This blog is meant purely for educational discussion of finance. It contains only general information about financial matters. It is not financial advice, should not be treated as such.

In my opinion, most do not need a financial advisor. The commissions will eat into your profits.

I have chosen not to hire one.

I happen to like reading/learning about finances since it was an obscure world to me. I did not know how it worked so I pretty much ignored it. (Do not do this)

Most fear the stock market, but what should really be feared is inflation. Leaving your money in the bank earning a 0.1% interest rate is not an option. .

I have kept it as simple as possible; below will take you through my thought process.


1- Get out of debt

-credit card

-transportation (car)

-student loan repayment

-stay out of debt - live within your means.

2- Contribute to a 401k/403b

-if your employer has a 401k/403b, consider contributing the minimum to get the match (Money your employer will give you). Remember, this is FREE money available for you.

-How much should I contribute? As much as you can.

-How should I allocate my money? Calculate your risk; 110-age = percentage in stocks (rest in bonds).

-Which funds should I choose? Look for an S&P 500 index fund like VFIAX and allocate the percentage of stocks. Then, look for "fixed income" or something like Bond index fund VBLTX to allocate the percentage of bonds. I will always gravitate to Vanguard since they are cheap and effective. They have proven to be equal or better than most fund managers.

-Maximum contribution in 2020 is $19,500.00.

-As you age change the allocations of stocks/bonds using the formula above.

3- Term life insurance

-Please, do your family a favor and get term life insurance. It is cheap and will cover your family in case the unthinkable happens.

4- IRA (Individual Retirement Account)

-This provides tax advantage

-Think about funding an IRA with the same thought process as above,

-In 2020 you could contribute up to $6,000 if you are <60 years old. If you are >60 years, you can contribute up to is $7,000.

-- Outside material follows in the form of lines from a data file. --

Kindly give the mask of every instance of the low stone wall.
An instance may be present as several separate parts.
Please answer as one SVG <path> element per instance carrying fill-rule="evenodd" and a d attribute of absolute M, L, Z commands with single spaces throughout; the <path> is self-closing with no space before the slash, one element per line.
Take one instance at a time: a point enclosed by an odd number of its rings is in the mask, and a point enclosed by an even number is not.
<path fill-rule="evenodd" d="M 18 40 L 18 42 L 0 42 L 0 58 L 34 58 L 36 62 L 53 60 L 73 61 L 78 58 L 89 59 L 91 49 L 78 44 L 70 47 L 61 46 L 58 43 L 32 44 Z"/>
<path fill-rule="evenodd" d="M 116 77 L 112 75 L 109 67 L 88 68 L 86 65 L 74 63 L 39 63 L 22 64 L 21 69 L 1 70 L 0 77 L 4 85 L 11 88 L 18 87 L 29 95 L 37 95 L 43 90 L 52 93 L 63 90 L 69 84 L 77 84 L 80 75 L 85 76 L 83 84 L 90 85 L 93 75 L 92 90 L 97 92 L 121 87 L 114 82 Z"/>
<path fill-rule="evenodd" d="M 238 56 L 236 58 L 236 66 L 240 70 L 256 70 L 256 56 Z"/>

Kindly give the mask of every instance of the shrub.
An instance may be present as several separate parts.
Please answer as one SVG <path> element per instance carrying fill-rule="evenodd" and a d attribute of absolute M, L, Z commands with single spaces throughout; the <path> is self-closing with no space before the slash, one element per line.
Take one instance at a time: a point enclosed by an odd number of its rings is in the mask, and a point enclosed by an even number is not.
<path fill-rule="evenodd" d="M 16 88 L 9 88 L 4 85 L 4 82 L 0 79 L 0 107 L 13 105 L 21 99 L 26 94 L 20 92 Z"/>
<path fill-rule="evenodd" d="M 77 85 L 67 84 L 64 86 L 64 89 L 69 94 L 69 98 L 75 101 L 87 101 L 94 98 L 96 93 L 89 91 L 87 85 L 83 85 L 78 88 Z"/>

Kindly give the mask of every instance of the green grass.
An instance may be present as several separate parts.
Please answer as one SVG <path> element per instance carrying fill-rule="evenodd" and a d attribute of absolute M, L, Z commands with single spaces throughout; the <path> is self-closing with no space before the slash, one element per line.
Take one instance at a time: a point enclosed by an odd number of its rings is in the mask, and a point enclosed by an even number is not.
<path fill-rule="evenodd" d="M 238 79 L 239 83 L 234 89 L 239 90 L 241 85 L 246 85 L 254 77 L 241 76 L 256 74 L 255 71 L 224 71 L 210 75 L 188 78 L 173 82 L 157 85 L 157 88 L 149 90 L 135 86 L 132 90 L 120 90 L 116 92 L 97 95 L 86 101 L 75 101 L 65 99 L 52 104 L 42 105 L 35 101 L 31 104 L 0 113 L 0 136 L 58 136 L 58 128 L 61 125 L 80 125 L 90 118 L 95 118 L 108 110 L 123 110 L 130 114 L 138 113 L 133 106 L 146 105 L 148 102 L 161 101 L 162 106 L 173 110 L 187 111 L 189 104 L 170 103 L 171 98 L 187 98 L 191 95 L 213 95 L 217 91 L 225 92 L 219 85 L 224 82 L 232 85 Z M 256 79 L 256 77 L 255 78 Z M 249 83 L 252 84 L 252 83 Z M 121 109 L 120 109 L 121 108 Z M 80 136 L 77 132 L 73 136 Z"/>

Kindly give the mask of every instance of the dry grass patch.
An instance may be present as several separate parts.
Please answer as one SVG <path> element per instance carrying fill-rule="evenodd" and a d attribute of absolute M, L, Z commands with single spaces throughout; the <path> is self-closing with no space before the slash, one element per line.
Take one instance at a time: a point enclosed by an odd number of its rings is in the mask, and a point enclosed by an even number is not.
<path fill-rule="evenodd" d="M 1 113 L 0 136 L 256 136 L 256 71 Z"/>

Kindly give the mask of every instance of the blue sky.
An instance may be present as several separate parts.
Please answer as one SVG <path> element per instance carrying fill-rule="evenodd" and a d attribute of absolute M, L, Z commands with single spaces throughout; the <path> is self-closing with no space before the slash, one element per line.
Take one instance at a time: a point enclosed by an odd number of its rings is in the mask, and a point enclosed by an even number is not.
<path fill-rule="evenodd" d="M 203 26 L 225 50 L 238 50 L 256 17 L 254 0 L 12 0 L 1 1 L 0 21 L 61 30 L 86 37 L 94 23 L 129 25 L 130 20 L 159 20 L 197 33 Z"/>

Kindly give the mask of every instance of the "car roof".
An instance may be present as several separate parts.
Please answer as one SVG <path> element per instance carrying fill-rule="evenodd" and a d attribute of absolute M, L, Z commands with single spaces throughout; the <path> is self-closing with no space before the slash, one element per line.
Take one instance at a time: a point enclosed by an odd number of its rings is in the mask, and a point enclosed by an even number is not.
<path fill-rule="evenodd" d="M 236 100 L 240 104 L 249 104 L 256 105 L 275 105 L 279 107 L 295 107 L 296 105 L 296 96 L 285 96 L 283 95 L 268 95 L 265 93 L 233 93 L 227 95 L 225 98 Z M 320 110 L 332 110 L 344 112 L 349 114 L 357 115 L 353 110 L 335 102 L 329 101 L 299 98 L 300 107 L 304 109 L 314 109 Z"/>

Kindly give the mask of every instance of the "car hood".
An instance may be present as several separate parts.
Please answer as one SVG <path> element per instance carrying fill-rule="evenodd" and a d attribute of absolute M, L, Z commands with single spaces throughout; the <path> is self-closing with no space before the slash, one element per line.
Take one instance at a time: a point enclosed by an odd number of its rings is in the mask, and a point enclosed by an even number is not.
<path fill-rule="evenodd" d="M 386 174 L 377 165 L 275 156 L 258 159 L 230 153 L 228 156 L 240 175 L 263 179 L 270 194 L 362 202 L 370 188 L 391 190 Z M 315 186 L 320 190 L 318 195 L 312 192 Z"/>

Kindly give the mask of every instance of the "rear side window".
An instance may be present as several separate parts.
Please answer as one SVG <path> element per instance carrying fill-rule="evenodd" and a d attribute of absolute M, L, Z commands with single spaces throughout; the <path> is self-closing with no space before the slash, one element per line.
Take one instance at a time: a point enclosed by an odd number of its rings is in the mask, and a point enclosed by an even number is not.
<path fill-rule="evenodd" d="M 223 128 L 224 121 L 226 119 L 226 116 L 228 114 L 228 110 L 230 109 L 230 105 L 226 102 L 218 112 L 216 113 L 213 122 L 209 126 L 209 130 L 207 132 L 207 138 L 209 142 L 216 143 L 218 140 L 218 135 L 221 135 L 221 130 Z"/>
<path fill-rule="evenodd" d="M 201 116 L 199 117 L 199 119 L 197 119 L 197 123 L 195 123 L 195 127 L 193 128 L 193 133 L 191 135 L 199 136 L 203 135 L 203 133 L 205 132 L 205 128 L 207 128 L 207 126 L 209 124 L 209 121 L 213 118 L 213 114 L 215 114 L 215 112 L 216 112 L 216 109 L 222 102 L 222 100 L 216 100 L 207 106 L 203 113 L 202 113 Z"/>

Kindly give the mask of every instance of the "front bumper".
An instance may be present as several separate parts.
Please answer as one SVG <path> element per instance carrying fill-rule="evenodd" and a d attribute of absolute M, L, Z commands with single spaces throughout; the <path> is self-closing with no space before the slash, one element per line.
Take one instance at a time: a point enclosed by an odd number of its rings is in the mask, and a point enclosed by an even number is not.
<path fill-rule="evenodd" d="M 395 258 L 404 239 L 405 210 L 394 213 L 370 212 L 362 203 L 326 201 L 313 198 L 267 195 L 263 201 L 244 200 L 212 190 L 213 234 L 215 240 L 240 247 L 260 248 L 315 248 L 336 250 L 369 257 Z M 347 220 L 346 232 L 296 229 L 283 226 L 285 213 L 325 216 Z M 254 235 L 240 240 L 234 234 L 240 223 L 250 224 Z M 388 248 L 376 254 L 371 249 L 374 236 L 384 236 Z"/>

5- College fund for kids aka- 529

-Please fund your kids college. You can start with as little money you can. Since the average kid will take 13 years to get into college, this will give enough time for the money to grow if you start early.

-Vanguard has great 529 options.

6- High income earners

-Umbrella insurance (a must)

-Disability insurance (a must)

-After tax brokerage account.


Overall I have tried to keep it very simple. The less hands in the pot, the more money for you.

Disclaimer - I do not get kickbacks from Vanguard.